In this article, the author explores whether the growing presence of Chinese
financial assistance is decreasing the bargaining power of traditional donors vis-àvis
African governments. The article relies on data from an original survey of
high-ranking donor officials working in multiple African countries, as well as
case-studies of Chinese engagement in three diverse African country contexts:
Ghana, Uganda and Tanzania. It finds that claims of a ‘silent revolution’ in
development cooperation due to China’s increased involvement in the region
are overstated. Among donor officials, there is far from consensus that China is
decreasing the bargaining power of their agency. On the contrary, evidence from
Ghana, Tanzania and Uganda suggests that traditional development aid continues
to play an important role and that, in practice, China rarely directly competes
with traditional donors. There are, however, two important caveats to this claim.

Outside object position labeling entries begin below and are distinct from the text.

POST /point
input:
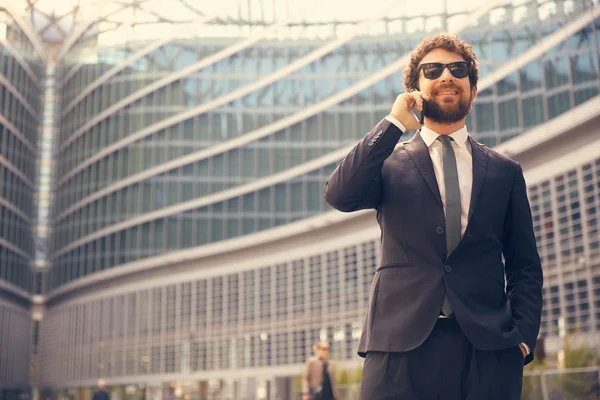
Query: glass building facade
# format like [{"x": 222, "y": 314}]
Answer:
[
  {"x": 190, "y": 246},
  {"x": 21, "y": 74}
]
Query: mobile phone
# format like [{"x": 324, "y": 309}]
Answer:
[{"x": 422, "y": 118}]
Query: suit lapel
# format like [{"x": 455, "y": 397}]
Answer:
[
  {"x": 480, "y": 163},
  {"x": 418, "y": 151}
]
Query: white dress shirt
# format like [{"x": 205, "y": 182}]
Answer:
[{"x": 464, "y": 166}]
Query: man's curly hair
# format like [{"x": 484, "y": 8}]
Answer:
[{"x": 444, "y": 41}]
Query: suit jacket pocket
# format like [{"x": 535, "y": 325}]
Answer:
[{"x": 394, "y": 265}]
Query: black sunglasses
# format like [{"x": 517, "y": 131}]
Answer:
[{"x": 459, "y": 69}]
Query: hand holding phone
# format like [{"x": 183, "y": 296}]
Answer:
[
  {"x": 422, "y": 118},
  {"x": 406, "y": 108}
]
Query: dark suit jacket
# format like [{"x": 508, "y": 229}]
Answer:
[{"x": 415, "y": 272}]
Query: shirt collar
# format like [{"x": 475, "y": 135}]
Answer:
[{"x": 460, "y": 136}]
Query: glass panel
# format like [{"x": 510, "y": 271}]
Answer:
[
  {"x": 508, "y": 114},
  {"x": 584, "y": 67},
  {"x": 533, "y": 111}
]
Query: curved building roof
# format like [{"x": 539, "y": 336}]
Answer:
[{"x": 115, "y": 22}]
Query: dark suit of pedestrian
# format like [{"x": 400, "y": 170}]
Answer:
[{"x": 416, "y": 273}]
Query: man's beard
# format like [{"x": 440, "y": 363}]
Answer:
[{"x": 449, "y": 112}]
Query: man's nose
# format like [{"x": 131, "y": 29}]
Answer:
[{"x": 446, "y": 75}]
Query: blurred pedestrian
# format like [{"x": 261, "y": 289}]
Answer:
[
  {"x": 318, "y": 380},
  {"x": 101, "y": 393}
]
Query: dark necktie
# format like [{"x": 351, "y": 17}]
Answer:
[{"x": 453, "y": 212}]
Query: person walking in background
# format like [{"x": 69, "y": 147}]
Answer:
[
  {"x": 101, "y": 393},
  {"x": 455, "y": 305},
  {"x": 318, "y": 379}
]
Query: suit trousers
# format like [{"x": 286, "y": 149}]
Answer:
[{"x": 445, "y": 367}]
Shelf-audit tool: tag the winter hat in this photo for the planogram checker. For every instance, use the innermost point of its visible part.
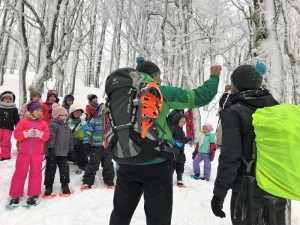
(52, 92)
(76, 107)
(177, 117)
(147, 67)
(209, 127)
(90, 97)
(58, 110)
(8, 94)
(248, 77)
(34, 92)
(34, 106)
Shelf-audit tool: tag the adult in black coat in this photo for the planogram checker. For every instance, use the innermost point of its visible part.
(179, 140)
(237, 146)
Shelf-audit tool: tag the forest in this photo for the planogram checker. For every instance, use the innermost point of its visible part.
(65, 40)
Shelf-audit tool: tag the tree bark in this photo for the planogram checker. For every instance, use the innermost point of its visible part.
(25, 55)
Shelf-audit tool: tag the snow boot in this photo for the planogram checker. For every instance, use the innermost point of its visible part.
(14, 201)
(32, 200)
(65, 189)
(48, 190)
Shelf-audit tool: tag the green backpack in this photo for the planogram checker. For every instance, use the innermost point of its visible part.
(277, 131)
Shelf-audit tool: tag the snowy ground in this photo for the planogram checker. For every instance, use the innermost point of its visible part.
(191, 205)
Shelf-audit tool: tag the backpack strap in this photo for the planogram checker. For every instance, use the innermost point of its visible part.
(249, 165)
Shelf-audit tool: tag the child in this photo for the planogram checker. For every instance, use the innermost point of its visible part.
(67, 102)
(58, 146)
(32, 133)
(35, 96)
(78, 124)
(206, 138)
(52, 97)
(8, 119)
(179, 140)
(93, 107)
(189, 126)
(93, 144)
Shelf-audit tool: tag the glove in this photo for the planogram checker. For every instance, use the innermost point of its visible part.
(31, 132)
(215, 70)
(83, 118)
(51, 152)
(87, 148)
(38, 134)
(216, 206)
(25, 133)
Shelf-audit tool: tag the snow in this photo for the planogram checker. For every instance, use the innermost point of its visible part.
(191, 205)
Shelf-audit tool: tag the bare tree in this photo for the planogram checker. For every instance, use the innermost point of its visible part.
(25, 55)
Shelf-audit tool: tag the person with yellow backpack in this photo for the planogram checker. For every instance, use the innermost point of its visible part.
(250, 204)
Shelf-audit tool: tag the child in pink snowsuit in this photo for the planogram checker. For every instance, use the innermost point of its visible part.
(8, 120)
(31, 133)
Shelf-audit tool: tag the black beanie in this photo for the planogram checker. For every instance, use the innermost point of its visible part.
(90, 97)
(147, 67)
(248, 77)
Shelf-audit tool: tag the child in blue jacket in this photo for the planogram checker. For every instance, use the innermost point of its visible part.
(93, 146)
(204, 153)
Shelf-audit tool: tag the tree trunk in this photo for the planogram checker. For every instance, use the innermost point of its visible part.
(39, 47)
(100, 53)
(275, 83)
(14, 59)
(25, 55)
(4, 43)
(45, 70)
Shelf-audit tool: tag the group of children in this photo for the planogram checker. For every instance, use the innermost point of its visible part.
(71, 132)
(203, 152)
(62, 133)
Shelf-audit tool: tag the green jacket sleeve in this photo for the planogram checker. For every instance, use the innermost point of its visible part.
(178, 98)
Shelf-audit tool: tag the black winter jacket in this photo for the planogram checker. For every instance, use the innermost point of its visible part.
(177, 132)
(9, 116)
(238, 136)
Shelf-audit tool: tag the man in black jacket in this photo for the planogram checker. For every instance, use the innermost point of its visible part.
(237, 150)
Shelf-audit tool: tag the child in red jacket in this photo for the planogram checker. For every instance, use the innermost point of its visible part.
(52, 97)
(32, 133)
(92, 108)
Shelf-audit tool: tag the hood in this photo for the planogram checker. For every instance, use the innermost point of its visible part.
(254, 98)
(66, 96)
(177, 117)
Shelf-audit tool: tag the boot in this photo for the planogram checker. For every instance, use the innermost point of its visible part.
(65, 189)
(14, 201)
(32, 200)
(48, 190)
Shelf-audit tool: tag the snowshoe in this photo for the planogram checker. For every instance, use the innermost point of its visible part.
(65, 191)
(195, 177)
(110, 185)
(32, 201)
(180, 184)
(86, 187)
(13, 203)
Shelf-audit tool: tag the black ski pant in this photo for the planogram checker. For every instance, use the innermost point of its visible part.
(80, 156)
(178, 166)
(155, 182)
(63, 166)
(258, 208)
(97, 155)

First, when China and traditional donors do directly compete—for example,
on infrastructure projects—many recipient governments prefer assistance from
China. Second, given China’s interest in expanding markets and acquiring natural
resources, countries receiving higher amounts of Chinese official finance are likely
to have lower rates of aid dependence. As a result, financing from China is likely
to be correlated with a decline in the bargaining power of traditional donors, even
if it is not causing such a decline.
Is China eroding the bargaining power of traditional donors in Africa?